If you already have a terrain as a triangle mesh, genesis.utils.terrain.mesh_to_heightfield samples it with vertical rays and returns a height field you can hand to Terrain. This trades the mesh’s exact geometry for the fast collision queries of a height field.

from genesis.utils.terrain import mesh_to_heightfield

horizontal_scale = 2.0  # target grid spacing, mesh units
# heights: (nx, ny); xs: (nx,); ys: (ny,)
hf_terrain, xs, ys = mesh_to_heightfield(path_terrain, spacing=horizontal_scale, oversample=1)

# The height field starts at the origin; shift it to sit under the mesh.
translation = np.array([np.nanmin(xs), np.nanmin(ys), 0.0])

terrain = scene.add_entity(
    morph=gs.morphs.Terrain(
        horizontal_scale=horizontal_scale,
        vertical_scale=1.0,  # heights are already in mesh units (meters)
        height_field=hf_terrain,
        pos=translation,
    ),
)

spacing is the grid step in the mesh’s own units, and oversample casts extra rays per cell so peaks inside a cell are not missed (memory grows as oversample²).
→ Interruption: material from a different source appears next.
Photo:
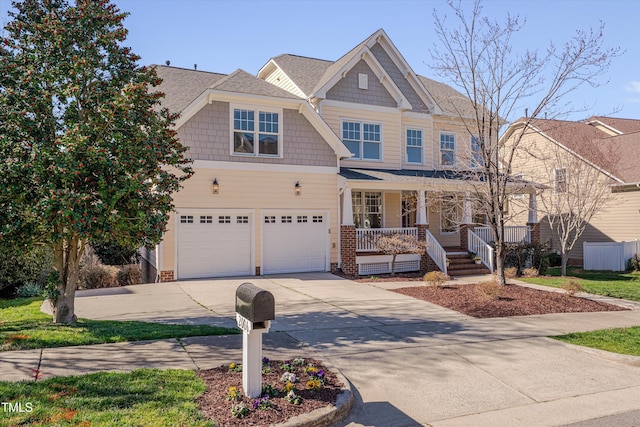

Pass up_axis="y" for meshes authored Y-up, such as glTF; the function rotates them to Z-up before sampling. Cells with no ray hit come back as NaN.

Caching generated terrains#

Generating a terrain (the height field, the collision mesh, and the visual mesh) runs every time the scene is built. Pass name="my_terrain" to generate it only once for a given set of options and load it from cache on later builds. This holds even when randomize=True, so it is the way to reconstruct a randomized terrain exactly across runs.